You can only look at one western blot. With the variables—how long they exposed them and all of that—there is nothing you can aggregate. But for the new generation of data we are talking about today, especially digital native data, the data are much more objective, aggregable and reusable. You get much more power by data aggregation and data reuse.
And we have the ability to actually do machine learning on it and having valid training sets. The power of training with high quality data is to really hone your analysis to be able to sense the right signal.
Absolutely. I think that’s why having the right way of looking at the machine learning promise is important. Be open-minded! Machine learning might mean you are learning something you don’t know yet, so don’t be too skeptical.

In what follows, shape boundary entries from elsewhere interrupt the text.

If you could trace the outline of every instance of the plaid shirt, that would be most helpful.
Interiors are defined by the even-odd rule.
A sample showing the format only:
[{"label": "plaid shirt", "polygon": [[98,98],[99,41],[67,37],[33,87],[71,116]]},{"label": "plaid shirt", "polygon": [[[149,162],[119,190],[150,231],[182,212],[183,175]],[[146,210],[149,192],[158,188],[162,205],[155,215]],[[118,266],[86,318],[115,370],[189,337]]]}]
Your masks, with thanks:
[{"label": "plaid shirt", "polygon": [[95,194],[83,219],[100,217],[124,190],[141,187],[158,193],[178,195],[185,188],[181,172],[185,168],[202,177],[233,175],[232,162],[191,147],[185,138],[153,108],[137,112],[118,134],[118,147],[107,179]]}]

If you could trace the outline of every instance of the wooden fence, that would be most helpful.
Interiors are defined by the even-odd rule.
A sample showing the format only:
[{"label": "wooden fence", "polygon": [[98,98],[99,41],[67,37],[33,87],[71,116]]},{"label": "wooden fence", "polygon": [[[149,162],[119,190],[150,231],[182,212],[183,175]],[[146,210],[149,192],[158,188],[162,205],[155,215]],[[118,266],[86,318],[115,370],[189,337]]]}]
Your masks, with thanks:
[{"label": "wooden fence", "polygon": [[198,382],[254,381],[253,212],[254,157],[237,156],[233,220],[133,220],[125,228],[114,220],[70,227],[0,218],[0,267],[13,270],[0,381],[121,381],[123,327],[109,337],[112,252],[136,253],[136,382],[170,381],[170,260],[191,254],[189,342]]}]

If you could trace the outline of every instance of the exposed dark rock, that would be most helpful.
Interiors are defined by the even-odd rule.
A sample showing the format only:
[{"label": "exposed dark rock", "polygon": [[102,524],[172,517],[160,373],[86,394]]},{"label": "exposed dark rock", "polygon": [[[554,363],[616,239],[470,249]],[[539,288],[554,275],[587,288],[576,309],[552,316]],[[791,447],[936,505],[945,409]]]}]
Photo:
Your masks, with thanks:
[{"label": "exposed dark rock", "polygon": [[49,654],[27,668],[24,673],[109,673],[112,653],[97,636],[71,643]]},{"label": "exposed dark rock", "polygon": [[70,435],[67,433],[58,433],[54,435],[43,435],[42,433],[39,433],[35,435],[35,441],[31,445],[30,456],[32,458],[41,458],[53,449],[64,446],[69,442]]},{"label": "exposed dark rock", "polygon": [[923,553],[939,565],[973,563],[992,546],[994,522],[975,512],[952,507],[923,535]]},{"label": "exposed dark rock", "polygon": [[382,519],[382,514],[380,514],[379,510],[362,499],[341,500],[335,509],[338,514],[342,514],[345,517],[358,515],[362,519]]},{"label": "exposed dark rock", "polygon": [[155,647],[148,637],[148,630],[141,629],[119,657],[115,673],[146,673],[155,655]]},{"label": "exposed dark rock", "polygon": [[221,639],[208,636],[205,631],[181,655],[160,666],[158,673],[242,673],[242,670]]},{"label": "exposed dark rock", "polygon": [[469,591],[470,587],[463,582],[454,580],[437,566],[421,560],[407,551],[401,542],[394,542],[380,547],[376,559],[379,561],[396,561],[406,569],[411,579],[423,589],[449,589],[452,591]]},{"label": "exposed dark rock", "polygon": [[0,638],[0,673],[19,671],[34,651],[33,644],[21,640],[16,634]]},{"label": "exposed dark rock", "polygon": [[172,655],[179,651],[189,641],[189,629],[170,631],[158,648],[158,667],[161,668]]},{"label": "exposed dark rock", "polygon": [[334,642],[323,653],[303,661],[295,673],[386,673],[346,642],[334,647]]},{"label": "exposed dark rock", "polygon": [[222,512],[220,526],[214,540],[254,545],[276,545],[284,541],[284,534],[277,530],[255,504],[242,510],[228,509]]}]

On the other hand, simply having a lot of electronic files doesn’t mean you can do machine learning. You need to recognize whether you have the right kind of data to inform the process. The shift is clearly happening, even though we’re still working through all of the culture, organizational, and technology challenges. I think now if you visit a small biotech company in Cambridge, most of them will have an informatics or computational biology group, while also pushing for a chief data science officer role to lead the organization.
In general, we have intuitively arrived at the understanding that data are an integral part of R&D. In the past, nobody would say, “I’m starting a drug discovery company, but by the way, no biology or chemistry department.” But data science has always been a question. “Do you really need data scientists? Maybe you can simply hire one bioinformatician as a consultant since we have only two NGS datasets.”
Today, people are increasingly aware that you actually need to build this kind of data capability as part of the overall R&D infrastructure of a company. I think with this kind of a cultural shift, we’ll be less in the position of looking back to say, “We have a lot of data, it’s very messy, please come rescue me.”